As an amateur he developed into one of his countries best, and eventually represented Wales in several international tournaments before deciding to turn professional at age 21 in 2008.
Along the way he has put together a record of fourteen victories against five defeats, capturing British Masters titles in two weight-classes before winning the WBF title this past April.
Paul, thank you for taking the time to do this small interview. Can you please start by telling me a bit about your upbringing?
I had a good upbringing, family is everything to me, but when I was 15 years old my dad passed away. My dad loved me boxing and came to all my fights. I promised him I’d become a champion, and I always have him in mind when I fight.

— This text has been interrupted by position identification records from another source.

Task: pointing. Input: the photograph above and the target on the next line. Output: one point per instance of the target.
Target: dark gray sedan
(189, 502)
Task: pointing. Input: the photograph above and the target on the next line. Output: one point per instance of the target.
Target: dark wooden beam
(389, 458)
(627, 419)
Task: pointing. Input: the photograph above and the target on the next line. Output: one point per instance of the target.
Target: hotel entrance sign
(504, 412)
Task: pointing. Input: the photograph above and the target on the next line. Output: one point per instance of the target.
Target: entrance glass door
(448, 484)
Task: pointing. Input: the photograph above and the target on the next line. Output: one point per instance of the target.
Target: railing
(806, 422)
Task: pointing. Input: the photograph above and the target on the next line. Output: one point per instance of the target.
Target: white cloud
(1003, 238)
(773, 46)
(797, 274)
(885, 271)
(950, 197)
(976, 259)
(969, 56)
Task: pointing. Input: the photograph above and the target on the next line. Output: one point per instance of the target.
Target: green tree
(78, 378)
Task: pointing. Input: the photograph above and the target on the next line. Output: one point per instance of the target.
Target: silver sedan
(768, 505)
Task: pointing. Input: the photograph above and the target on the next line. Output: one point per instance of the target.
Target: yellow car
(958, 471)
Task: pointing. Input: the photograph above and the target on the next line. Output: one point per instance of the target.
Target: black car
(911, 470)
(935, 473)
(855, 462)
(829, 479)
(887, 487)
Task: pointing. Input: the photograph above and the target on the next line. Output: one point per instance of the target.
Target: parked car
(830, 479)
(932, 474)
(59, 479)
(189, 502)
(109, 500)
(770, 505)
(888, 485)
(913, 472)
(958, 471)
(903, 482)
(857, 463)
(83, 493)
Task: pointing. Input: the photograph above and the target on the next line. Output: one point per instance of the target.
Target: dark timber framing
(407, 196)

How did you get into boxing?
I was overweight as a kid, so not very good at sports until I went to the local boxing gym. I fell in love with the sport, and I still can’t get enough of it.
What were your biggest accomplishments in the amateur ranks?
As an amateur I won three Welch titles, and two bronze medals at the 4 Nations.
How did you get the nickname “Spartan”?
My parents are both Greek Cypriots, so the Spartan nickname was an easy option for the fans to pick.
What do you like to do when you are not in training for a fight?
I’m always training, and when I’m not fighting I’m still training. But out of the gym I like to chill with my family. I have been married for two years now, and have a baby girl who is almost one. They’re my new motivation in life.
Getting back to boxing, who would you say have been your toughest opponent as a professional?
Well, on paper people would say Gavin McDonald, who is currently the British champion. Everyone thought I did enough to win that fight, but he got the decision (In April 2013).
You won the WBF International Super Bantamweight title in your last fight by stopping Hungarian David Kanalas in the second round. How did you experience that fight?
The camp for the Kanalas fight went perfect, and so did the fight. I knew I could hurt him to the body, and the game plan worked.
On August 2 you will defend your title against George Gachechiladze (15-11-1, 8 Kos) from Georgia, an experienced opponent who has faced good fighters before and fought for titles. What do you know about him?
I know George is a tough opponent. He is strong and he comes to win. I think his style and my style will make for a great fight. He is rated a lot higher than me in the world ratings, and thats the direction I want to go in. I’m really looking forward to it.
Is there one boxer you would just love to fight? A dream-opponent?
I´d love a rematch with Gavin McDonald, as I feel I was robbed with that decision and I put a lot of time and effort into that fight. Its hard for me to let it go.
What is your ultimate goal as a boxer?
My ultimate goal as a boxer is to win the WBF World title, and, if its possible, to defend it in Cyprus where I’m pretty sure there´s never been a professional boxing fight before.